そうだなぁ。今日だけは、さ。休んじゃお?いっぱい泣いて、いっぱい休めばいい。私も今日は魔王休むから、君も勇者を休めばいい。ここに泊まっていけばいいよ。部屋も、めっちゃ余ってるんだ。この城、無駄に広いから。
……あー。魔王は眠らないから、君が活動してない間はよく掃除してたし、綺麗だと思うよ?うん。安心して?
そうじゃない?じゃあ、何を気にしてるの?……あ、ご飯のこと!?食いしんぼさんめ!私、こう見えて料理上手なんだから!いっぱい食べさせてあげる!まあ、もちろん材料は魔物……いや、割と美味しいから大丈夫だって。任せてよ。

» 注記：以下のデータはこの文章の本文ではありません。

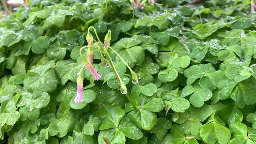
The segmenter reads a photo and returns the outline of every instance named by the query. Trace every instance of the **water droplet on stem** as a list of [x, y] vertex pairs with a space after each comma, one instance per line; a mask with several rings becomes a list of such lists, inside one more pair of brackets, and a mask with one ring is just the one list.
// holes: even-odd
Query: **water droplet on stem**
[[134, 84], [137, 84], [139, 82], [139, 80], [138, 80], [138, 78], [136, 79], [135, 79], [133, 77], [132, 77], [132, 82]]

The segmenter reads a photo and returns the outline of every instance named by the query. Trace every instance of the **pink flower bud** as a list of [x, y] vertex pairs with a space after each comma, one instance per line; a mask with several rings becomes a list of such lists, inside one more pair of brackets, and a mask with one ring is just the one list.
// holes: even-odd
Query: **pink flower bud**
[[83, 102], [82, 92], [83, 88], [84, 80], [82, 75], [79, 75], [76, 79], [76, 83], [77, 83], [77, 93], [76, 97], [75, 98], [74, 101], [75, 103], [78, 103]]
[[82, 61], [84, 64], [85, 66], [87, 68], [87, 70], [89, 70], [90, 72], [92, 75], [95, 79], [95, 80], [98, 80], [100, 79], [101, 76], [99, 75], [96, 71], [92, 66], [92, 64], [91, 63], [87, 58], [83, 57], [82, 59]]
[[87, 58], [90, 63], [92, 63], [93, 61], [93, 50], [92, 47], [89, 47], [87, 50]]

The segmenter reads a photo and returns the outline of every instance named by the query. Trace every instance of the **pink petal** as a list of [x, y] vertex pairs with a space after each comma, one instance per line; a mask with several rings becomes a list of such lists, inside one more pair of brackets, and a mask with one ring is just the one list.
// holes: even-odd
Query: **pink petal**
[[92, 54], [89, 55], [88, 55], [88, 59], [89, 60], [89, 61], [91, 63], [92, 63], [92, 62], [93, 62], [93, 55]]
[[97, 71], [96, 71], [96, 70], [95, 70], [93, 67], [92, 64], [88, 64], [86, 65], [86, 68], [87, 68], [88, 70], [92, 74], [93, 77], [94, 77], [95, 80], [98, 80], [100, 79], [101, 76], [97, 72]]
[[75, 103], [78, 103], [83, 102], [83, 96], [82, 92], [83, 92], [83, 84], [82, 83], [78, 82], [77, 84], [77, 94], [76, 97], [75, 98]]

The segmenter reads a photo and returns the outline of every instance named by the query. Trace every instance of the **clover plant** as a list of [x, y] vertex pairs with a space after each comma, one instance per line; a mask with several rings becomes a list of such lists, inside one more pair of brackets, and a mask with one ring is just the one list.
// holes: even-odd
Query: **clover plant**
[[191, 1], [7, 9], [0, 143], [256, 144], [255, 0]]

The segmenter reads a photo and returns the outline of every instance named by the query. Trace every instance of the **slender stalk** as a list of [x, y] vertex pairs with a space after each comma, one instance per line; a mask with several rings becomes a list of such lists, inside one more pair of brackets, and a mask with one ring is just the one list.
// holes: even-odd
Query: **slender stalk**
[[90, 47], [92, 46], [84, 46], [82, 47], [81, 48], [80, 48], [80, 50], [79, 50], [79, 54], [80, 54], [80, 56], [83, 56], [83, 54], [82, 54], [82, 50], [84, 48], [89, 48]]
[[13, 20], [14, 20], [14, 22], [16, 22], [17, 24], [19, 26], [20, 26], [21, 28], [23, 29], [25, 28], [25, 27], [24, 27], [24, 26], [23, 26], [22, 23], [20, 22], [19, 22], [17, 20], [16, 20], [16, 19], [12, 15], [12, 14], [10, 12], [8, 8], [7, 8], [6, 5], [5, 4], [5, 3], [4, 3], [4, 1], [3, 0], [1, 0], [1, 2], [3, 4], [4, 7], [4, 9], [6, 11], [6, 12], [7, 12], [7, 13], [8, 13], [8, 14], [9, 14], [10, 16], [11, 17], [11, 18], [12, 18], [12, 19]]
[[100, 0], [100, 20], [103, 19], [103, 0]]
[[131, 68], [130, 68], [130, 67], [129, 66], [129, 65], [124, 61], [124, 59], [122, 58], [122, 57], [119, 55], [119, 54], [118, 54], [118, 53], [117, 52], [116, 52], [116, 51], [115, 50], [114, 50], [112, 48], [111, 48], [110, 46], [108, 46], [108, 48], [110, 48], [110, 50], [111, 50], [115, 54], [116, 54], [116, 55], [117, 56], [118, 56], [119, 58], [120, 58], [120, 59], [121, 60], [122, 60], [122, 62], [123, 62], [124, 64], [125, 64], [126, 66], [129, 69], [129, 70], [130, 71], [132, 71], [133, 72], [133, 71], [132, 70], [132, 69]]
[[[117, 80], [119, 82], [119, 84], [121, 84], [121, 81], [120, 81], [121, 78], [120, 78], [120, 76], [119, 76], [119, 74], [118, 74], [117, 71], [116, 70], [116, 69], [115, 67], [115, 66], [114, 65], [114, 63], [113, 62], [113, 61], [112, 61], [112, 59], [111, 59], [111, 58], [110, 58], [110, 56], [109, 55], [109, 54], [108, 54], [108, 52], [107, 52], [106, 51], [106, 52], [105, 53], [105, 54], [106, 55], [106, 58], [108, 59], [108, 60], [110, 64], [110, 66], [111, 66], [112, 68], [114, 70], [114, 71], [115, 73], [115, 74], [118, 77]], [[127, 99], [128, 99], [128, 100], [129, 100], [129, 102], [131, 103], [131, 104], [132, 104], [132, 106], [133, 108], [134, 108], [134, 110], [137, 109], [136, 106], [135, 106], [134, 104], [133, 103], [133, 101], [132, 100], [131, 97], [130, 96], [130, 95], [129, 95], [129, 94], [128, 94], [128, 93], [126, 93], [125, 94], [125, 96], [126, 96], [126, 98], [127, 98]]]
[[[116, 70], [116, 67], [115, 67], [115, 66], [114, 64], [114, 62], [113, 62], [113, 61], [112, 61], [112, 59], [111, 59], [110, 56], [109, 55], [108, 52], [108, 51], [106, 50], [105, 50], [104, 48], [104, 48], [104, 46], [102, 45], [102, 43], [100, 41], [100, 38], [98, 36], [98, 34], [97, 34], [96, 29], [95, 29], [95, 28], [94, 28], [93, 26], [90, 26], [88, 28], [88, 30], [90, 30], [90, 28], [92, 28], [94, 30], [94, 33], [95, 33], [95, 35], [96, 35], [96, 37], [97, 37], [97, 39], [98, 39], [98, 42], [100, 43], [101, 47], [102, 48], [101, 50], [102, 50], [102, 52], [105, 54], [106, 58], [107, 58], [107, 59], [108, 60], [108, 62], [109, 62], [110, 65], [111, 66], [111, 67], [112, 68], [112, 69], [114, 70], [114, 72], [115, 73], [115, 75], [116, 75], [116, 76], [117, 80], [118, 81], [118, 82], [119, 83], [119, 84], [121, 84], [121, 81], [122, 80], [122, 79], [121, 79], [121, 78], [120, 77], [119, 74], [117, 72], [117, 70]], [[134, 110], [137, 109], [137, 108], [136, 108], [136, 106], [135, 106], [135, 105], [133, 103], [133, 102], [132, 100], [132, 99], [130, 97], [130, 95], [129, 95], [129, 94], [128, 94], [128, 93], [126, 93], [125, 94], [125, 95], [126, 96], [126, 98], [127, 98], [127, 99], [128, 99], [129, 102], [131, 103], [131, 104], [132, 104], [132, 107], [134, 109]]]
[[96, 37], [97, 38], [98, 40], [99, 41], [99, 42], [100, 43], [100, 46], [102, 46], [102, 48], [104, 48], [104, 46], [103, 46], [103, 45], [102, 45], [102, 44], [100, 40], [100, 38], [99, 38], [99, 36], [98, 36], [98, 34], [97, 34], [97, 32], [96, 32], [96, 29], [93, 26], [91, 26], [90, 27], [89, 27], [89, 28], [88, 28], [88, 30], [90, 30], [90, 29], [91, 28], [92, 28], [94, 30], [94, 33], [95, 33], [95, 35], [96, 35]]

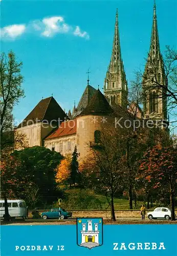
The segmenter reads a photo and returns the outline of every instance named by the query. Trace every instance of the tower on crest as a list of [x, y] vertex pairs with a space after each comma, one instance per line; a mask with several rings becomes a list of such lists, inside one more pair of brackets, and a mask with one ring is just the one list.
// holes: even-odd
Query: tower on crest
[[104, 93], [110, 104], [126, 108], [128, 88], [124, 65], [121, 57], [117, 9], [112, 54], [104, 80]]
[[143, 109], [145, 119], [167, 120], [166, 79], [163, 57], [160, 51], [154, 2], [150, 50], [143, 79]]

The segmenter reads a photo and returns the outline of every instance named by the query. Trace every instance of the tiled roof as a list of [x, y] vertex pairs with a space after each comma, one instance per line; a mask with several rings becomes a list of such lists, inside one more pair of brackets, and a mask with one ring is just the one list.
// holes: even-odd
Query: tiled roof
[[92, 98], [90, 102], [80, 115], [94, 115], [96, 114], [110, 115], [114, 112], [105, 96], [98, 89]]
[[90, 84], [86, 86], [72, 118], [75, 118], [86, 107], [96, 91], [97, 90]]
[[41, 122], [45, 120], [49, 122], [52, 120], [58, 120], [59, 118], [63, 120], [67, 117], [66, 114], [55, 99], [52, 96], [42, 99], [25, 118], [17, 128]]
[[60, 126], [55, 132], [46, 138], [46, 140], [54, 139], [59, 137], [72, 135], [76, 133], [76, 119], [70, 120], [62, 122]]

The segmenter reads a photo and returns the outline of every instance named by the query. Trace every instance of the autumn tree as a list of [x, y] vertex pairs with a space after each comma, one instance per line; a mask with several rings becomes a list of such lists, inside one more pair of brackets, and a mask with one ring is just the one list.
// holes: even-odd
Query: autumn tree
[[60, 185], [67, 184], [69, 182], [71, 176], [71, 163], [70, 159], [64, 158], [56, 169], [56, 182]]
[[78, 161], [78, 154], [76, 145], [75, 146], [71, 162], [71, 179], [73, 184], [75, 186], [77, 178], [79, 175], [79, 163]]
[[7, 156], [2, 169], [1, 189], [8, 197], [20, 198], [27, 203], [39, 197], [42, 203], [52, 202], [59, 193], [55, 169], [62, 159], [59, 153], [38, 146], [15, 151]]
[[[156, 96], [159, 102], [167, 102], [168, 111], [174, 116], [171, 123], [176, 122], [177, 107], [177, 52], [169, 46], [163, 54], [163, 73], [159, 77], [159, 62], [156, 58], [148, 55], [146, 61], [149, 65], [149, 69], [143, 73], [137, 71], [137, 74], [141, 77], [143, 88], [144, 101], [151, 99], [151, 93], [154, 88], [159, 93]], [[150, 75], [149, 75], [149, 73]], [[148, 86], [147, 86], [148, 84]], [[165, 103], [166, 104], [166, 103]]]
[[[1, 152], [13, 146], [16, 138], [13, 131], [14, 105], [24, 96], [21, 88], [23, 77], [21, 75], [22, 62], [17, 61], [15, 54], [11, 51], [8, 56], [0, 56], [0, 114]], [[23, 138], [20, 140], [22, 140]]]
[[140, 166], [138, 179], [148, 182], [153, 189], [168, 187], [171, 206], [171, 220], [175, 220], [175, 195], [177, 182], [177, 147], [176, 145], [160, 145], [148, 150]]
[[126, 178], [123, 168], [126, 148], [123, 136], [115, 129], [103, 130], [98, 143], [91, 142], [91, 154], [84, 161], [82, 183], [105, 194], [110, 207], [111, 218], [116, 220], [114, 198], [122, 189]]

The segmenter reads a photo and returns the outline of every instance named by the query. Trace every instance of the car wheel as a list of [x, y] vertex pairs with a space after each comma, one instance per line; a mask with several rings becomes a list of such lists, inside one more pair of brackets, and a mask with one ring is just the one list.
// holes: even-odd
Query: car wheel
[[153, 216], [151, 214], [150, 215], [148, 215], [148, 218], [149, 220], [152, 220], [153, 219]]
[[166, 219], [166, 220], [169, 220], [169, 218], [170, 218], [170, 217], [169, 217], [169, 215], [166, 215], [166, 216], [165, 216], [165, 219]]
[[44, 220], [47, 220], [47, 219], [48, 218], [47, 215], [43, 215], [42, 218]]

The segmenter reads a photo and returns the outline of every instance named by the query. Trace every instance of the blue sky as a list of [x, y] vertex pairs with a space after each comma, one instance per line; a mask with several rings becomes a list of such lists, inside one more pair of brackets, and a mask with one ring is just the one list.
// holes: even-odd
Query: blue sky
[[[156, 4], [163, 52], [166, 45], [176, 47], [177, 1], [157, 0]], [[88, 68], [90, 84], [103, 87], [117, 8], [129, 86], [134, 71], [143, 69], [149, 48], [153, 0], [2, 0], [0, 5], [1, 50], [12, 50], [23, 62], [26, 97], [14, 111], [18, 122], [42, 97], [52, 94], [66, 112], [72, 110], [86, 87]]]

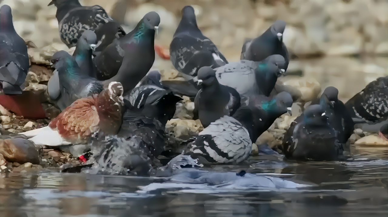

……違う?あ、お風呂か!でっかい浴場が……これでもない?じゃあ、何を気にしてるの?ちょ、何で泣いてるの?私、何かしちゃった?
……何で敵なのに、優しくするのか?あー。そっちか。
んー。そりゃあ私にとって君が、唯一の話し相手にして、唯一の死神だから。それに……これは言わなくていいや。ま、まあ、敵とかどうでもよくなるぐらい……君が大切ってことだよ。
いや、照れないで!こっちまで恥ずかしくなるじゃん!そ、そういう意味じゃないし!もう!ほら、ご飯食べよ!ね!こっち!行くよ!
……初めて泣いてるの見た。強がってても、やっぱり辛かったんだね。泣いて、ご飯食べて、お風呂入って、すぐ寝ちゃった。まだ十七だっけ?君、その辺の大人たちより、よっぽど頑張ってるよ。
……あれ?私は何歳のころから――してたんだっけ?ほんと記憶、無くなってくなぁ。
怒りっぽいけど、凄く頑張り屋の勇者。……本当のことはまだ知らなくていい。今だけは、ゆっくりおやすみ。